The silver lining for Rosie is that she enjoys her class. However, this is not the case for all. A recent survey of over 1,000 students conducted by the Higher Education Policy Institute found that just over half are satisfied with their online classes, while a similar proportion said they were concerned about returning to semester next year.

This is a concern for Lauren Power, a sophomore at Bath Spa whose childhood home is in rural Derbyshire. She fears the government’s plans to postpone the return of 1.2 million students to English universities until Feb. 7, and study online at home in the meantime, could result in them getting caught up on the shaky WiFi connection her family will log into her lectures.

While there will be exceptions for students who need them – the campus will remain open to homeless students, such as caregivers and those alienated from their families – she feels that there is not enough communication with them gives students about what to expect from returning to university.

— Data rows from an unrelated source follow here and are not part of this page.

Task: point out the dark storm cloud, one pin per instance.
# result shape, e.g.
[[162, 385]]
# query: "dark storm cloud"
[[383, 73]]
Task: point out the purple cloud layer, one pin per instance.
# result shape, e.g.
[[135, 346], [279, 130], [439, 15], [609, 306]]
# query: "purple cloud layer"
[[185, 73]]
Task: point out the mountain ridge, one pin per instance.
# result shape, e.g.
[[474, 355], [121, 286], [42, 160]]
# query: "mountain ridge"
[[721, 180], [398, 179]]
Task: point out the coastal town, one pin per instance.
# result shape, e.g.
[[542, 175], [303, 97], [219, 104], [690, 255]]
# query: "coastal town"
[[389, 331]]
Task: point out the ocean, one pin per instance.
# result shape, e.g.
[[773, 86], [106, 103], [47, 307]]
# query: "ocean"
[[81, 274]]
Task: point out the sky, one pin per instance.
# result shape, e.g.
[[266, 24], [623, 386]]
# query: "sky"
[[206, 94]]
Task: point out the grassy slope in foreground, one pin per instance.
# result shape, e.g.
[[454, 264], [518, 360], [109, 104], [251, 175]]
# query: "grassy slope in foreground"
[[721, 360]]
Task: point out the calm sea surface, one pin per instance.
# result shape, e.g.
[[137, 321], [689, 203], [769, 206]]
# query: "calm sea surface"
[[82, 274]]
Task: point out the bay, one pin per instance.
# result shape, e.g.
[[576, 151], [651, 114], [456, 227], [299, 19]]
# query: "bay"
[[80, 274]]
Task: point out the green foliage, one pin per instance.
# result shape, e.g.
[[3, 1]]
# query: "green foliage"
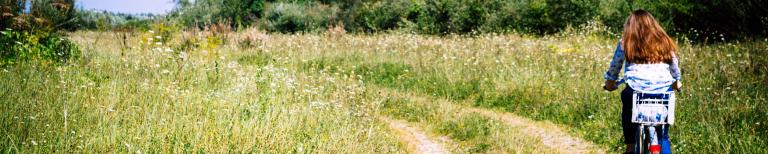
[[297, 17], [95, 20], [236, 13], [405, 109], [20, 46], [467, 127], [260, 59]]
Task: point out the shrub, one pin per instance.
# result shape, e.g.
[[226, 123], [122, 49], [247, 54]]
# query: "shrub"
[[40, 46], [298, 17]]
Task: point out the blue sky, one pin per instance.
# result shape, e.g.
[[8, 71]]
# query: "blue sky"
[[128, 6]]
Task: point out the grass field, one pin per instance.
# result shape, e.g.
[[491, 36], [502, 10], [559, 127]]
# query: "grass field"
[[318, 93]]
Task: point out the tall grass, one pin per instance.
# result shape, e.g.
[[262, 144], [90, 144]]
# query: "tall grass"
[[557, 78], [317, 93], [159, 100]]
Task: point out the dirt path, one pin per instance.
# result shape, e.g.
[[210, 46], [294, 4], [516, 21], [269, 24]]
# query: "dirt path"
[[417, 141], [550, 135]]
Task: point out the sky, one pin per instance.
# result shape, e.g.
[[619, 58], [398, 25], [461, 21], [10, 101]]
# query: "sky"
[[128, 6]]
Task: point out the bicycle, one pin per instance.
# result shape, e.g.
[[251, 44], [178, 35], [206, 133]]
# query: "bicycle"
[[650, 110]]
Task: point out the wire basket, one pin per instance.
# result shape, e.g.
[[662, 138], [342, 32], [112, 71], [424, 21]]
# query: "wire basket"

“I’m in dormitories and they want us to book a slot to move out and for us to book slots to come back, but we don’t have any information about when to book them, which is not very helpful to get trains in advance to book so that they are as cheap as possible, ”she says.

While there have been concerns that students might drop out, the latest numbers from Student Finance England suggest the numbers are below last year’s. 5,500 students are retiring from their courses this fall, compared to 6,100 last year. However, these numbers only cover the period up to November 29th, and concerns among universities remain that some students may not return after the Christmas break.

Ellie Joliffe is one of the students who dropped out in November. “The combination of the debilitating effects of the virus with complete social isolation closely monitored by security guards created a hostile and undesirable environment to tackle some of the most challenging academic work I’ve ever done,” she says. “Freshman week wasn’t something I expected, but I couldn’t imagine being locked in my university room without even having access to the kitchen.”

While this won’t be the case for many students, it was the right decision for Ellie. She has secured a job as a nursing assistant and is making preliminary travel plans for the next year. She even chose to switch her degree to a five-week intro program at a radically new university, the London Interdisciplinary School, that blends art, science and business.

For those students who wish to stay, several weeks with their families are a welcome break from isolation and online learning. But Helen is concerned about where she will return to. “I’m worried about the next term because it was emotionally rough. I was just on the autopilot and just studying, ”she says. “I just think it’s going to be tough for my sanity.”